Sie waren in einem schmalen langen Raum der Bühnentechnik, in dem lauter Seile hingen. Durch ein kleines Fenster, das zur Bühne ging, fiel Licht zu ihnen herein, aber kaum genug, um hinter den Seilen noch viel zu erkennen. Nicht, dass das für sie jetzt wichtig gewesen wäre.
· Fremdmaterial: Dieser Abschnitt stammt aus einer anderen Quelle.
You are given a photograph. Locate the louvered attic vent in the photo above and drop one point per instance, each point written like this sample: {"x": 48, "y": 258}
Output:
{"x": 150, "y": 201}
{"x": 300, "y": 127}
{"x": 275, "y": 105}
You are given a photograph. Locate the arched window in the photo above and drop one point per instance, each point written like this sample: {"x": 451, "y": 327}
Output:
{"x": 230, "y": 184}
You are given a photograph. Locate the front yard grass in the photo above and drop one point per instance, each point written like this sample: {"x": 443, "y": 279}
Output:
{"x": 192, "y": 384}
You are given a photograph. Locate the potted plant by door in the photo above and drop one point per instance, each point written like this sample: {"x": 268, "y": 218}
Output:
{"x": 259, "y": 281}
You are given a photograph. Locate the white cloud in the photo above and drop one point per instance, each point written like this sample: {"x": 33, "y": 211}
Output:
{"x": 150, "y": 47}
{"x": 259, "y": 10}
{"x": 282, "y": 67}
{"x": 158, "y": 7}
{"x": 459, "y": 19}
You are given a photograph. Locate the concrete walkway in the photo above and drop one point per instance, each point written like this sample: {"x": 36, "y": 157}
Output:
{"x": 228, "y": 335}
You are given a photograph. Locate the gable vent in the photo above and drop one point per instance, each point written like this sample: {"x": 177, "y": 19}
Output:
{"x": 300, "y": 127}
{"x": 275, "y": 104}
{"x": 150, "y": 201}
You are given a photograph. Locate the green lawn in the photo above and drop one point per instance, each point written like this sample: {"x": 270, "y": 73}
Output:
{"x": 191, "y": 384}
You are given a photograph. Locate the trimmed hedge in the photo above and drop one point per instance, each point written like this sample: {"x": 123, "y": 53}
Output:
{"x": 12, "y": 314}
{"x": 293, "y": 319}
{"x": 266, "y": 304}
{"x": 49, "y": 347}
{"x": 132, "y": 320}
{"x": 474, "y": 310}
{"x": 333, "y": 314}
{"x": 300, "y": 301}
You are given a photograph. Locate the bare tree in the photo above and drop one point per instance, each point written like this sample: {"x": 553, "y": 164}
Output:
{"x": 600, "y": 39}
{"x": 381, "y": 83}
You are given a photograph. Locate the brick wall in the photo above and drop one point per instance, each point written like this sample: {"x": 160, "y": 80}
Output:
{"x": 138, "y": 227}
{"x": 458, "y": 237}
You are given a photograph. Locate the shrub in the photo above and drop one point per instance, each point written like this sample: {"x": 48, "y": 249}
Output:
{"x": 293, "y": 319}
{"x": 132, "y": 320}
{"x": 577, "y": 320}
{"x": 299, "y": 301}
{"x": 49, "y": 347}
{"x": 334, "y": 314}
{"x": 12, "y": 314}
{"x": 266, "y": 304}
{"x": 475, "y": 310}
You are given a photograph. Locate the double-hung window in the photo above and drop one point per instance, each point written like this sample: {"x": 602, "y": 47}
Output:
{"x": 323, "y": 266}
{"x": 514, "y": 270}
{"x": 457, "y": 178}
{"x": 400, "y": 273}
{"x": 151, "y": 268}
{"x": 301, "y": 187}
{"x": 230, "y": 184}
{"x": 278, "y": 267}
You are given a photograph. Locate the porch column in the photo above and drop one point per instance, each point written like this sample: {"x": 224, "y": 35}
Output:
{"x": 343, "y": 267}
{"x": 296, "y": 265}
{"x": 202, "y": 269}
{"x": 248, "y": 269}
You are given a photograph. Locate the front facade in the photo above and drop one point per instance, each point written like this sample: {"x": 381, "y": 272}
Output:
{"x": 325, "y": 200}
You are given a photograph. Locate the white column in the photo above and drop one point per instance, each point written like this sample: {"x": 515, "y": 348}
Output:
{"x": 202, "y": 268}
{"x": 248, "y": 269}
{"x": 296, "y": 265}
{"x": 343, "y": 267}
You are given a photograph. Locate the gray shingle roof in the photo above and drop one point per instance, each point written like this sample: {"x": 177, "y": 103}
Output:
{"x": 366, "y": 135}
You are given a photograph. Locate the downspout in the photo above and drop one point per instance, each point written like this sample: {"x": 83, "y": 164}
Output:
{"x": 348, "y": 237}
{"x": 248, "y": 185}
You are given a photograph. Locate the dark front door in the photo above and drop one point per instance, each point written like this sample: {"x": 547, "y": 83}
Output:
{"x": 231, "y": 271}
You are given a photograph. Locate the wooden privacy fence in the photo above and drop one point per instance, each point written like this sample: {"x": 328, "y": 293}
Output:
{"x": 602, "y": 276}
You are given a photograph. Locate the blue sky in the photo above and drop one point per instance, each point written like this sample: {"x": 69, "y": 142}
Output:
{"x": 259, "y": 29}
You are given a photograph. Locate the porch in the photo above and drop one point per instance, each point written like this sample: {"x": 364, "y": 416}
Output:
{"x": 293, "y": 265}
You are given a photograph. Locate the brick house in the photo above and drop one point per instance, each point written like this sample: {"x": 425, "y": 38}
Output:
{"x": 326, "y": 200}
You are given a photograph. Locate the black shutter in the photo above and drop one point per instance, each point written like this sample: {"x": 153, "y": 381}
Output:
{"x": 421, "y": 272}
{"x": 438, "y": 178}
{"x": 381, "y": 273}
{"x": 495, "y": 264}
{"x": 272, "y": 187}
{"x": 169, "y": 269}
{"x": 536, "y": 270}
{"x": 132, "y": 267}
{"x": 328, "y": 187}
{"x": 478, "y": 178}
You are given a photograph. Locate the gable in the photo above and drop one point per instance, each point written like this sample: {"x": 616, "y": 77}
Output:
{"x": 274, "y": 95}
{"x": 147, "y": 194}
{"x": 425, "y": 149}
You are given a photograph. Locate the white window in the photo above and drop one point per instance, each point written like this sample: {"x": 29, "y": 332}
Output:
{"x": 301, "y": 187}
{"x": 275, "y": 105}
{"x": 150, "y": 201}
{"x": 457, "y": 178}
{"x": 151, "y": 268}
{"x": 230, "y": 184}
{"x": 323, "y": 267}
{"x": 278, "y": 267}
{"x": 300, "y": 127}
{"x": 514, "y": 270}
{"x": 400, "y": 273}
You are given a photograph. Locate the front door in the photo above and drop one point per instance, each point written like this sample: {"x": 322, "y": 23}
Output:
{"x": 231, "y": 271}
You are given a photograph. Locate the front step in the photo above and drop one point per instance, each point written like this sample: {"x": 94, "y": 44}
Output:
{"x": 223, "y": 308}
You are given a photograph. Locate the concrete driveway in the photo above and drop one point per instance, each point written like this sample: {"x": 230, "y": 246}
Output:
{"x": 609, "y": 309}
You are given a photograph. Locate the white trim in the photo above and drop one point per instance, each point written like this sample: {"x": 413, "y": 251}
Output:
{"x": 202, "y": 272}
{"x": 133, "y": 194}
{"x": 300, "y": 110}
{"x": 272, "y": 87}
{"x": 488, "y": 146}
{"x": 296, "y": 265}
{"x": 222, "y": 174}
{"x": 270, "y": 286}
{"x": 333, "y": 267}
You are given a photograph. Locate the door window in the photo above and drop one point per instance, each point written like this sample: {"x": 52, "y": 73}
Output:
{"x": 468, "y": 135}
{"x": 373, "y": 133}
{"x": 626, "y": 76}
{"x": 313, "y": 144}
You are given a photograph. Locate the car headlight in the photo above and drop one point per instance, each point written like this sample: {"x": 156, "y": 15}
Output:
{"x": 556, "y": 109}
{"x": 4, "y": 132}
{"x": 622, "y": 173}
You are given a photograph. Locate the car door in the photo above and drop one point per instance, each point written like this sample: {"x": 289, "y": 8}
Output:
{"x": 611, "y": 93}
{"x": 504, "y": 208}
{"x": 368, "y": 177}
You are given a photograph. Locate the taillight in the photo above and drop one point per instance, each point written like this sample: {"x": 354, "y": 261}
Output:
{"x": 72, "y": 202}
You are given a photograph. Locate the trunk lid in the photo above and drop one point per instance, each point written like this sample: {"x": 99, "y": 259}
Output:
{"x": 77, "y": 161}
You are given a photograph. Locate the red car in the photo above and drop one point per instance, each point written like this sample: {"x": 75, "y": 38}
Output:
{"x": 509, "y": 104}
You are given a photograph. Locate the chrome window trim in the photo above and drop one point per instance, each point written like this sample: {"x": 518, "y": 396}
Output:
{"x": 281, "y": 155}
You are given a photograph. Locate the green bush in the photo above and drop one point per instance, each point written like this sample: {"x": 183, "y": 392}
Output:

Dominik umfasste Claire um die schmalen Hüften und küsste sie endlich. Es war wundervoll. Sie war wundervoll. Weiter als hierher hatte er nicht nachgedacht. Er hatte sie küssen wollen, das war alles. Aber Claire sah ihn jetzt noch einmal mehr so an wie gerade eben, und Dominik vergaß darüber, dass sie eigentlich bei der Arbeit waren, dass es Leute gab, die im Proberaum auf sie warteten und sich fragen würden, wo sie waren. Er dachte auch nicht darüber nach, dass sie auffälligerweise zu zweit fehlten und am Ende wahrscheinlich zusammen vor den anderen stehen und eine Erklärung – oder zumindest eine Ausrede – liefern müssten. Es war noch nie seine Stärke gewesen, daran zu denken, was später sein würde. Erst recht, wenn eine Frau, und dann auch noch eine Frau wie Claire, ihn so anguckte! Und es blieb ja nicht beim Blick. Sie schien genauso wie er zu vergessen, was sie eigentlich tun sollten und womit sie später würden rechnen müssen. Stattdessen zog sie in einer einzigen, geschmeidigen Bewegung ihr Kleid über den Kopf und stand nur noch in Unterwäsche da. Er hätte gern noch ein bisschen mehr an ihr heruntergeschaut, aber sie zog ihn an sich, und dagegen hatte er natürlich auch nichts. Er fühlte, wie sich ihre Beine um seinen Körper wickelten, sie konnte sich aus eigener Kraft einfach so an ihm halten, als wäre nichts dabei – als wäre sie nichts weiter als die zarte, aber unnachgiebige Ranke einer Kletterpflanze. Während sie sich so an ihm hielt, hob er die Arme hoch und zog sich seinen ausgeleierten Pullover mitsamt T-Shirt aus. Danach griff er sie um ihre Beine und hob sie weiter hoch, immer höher, bis über seinen Kopf, sodass sie kichern musste.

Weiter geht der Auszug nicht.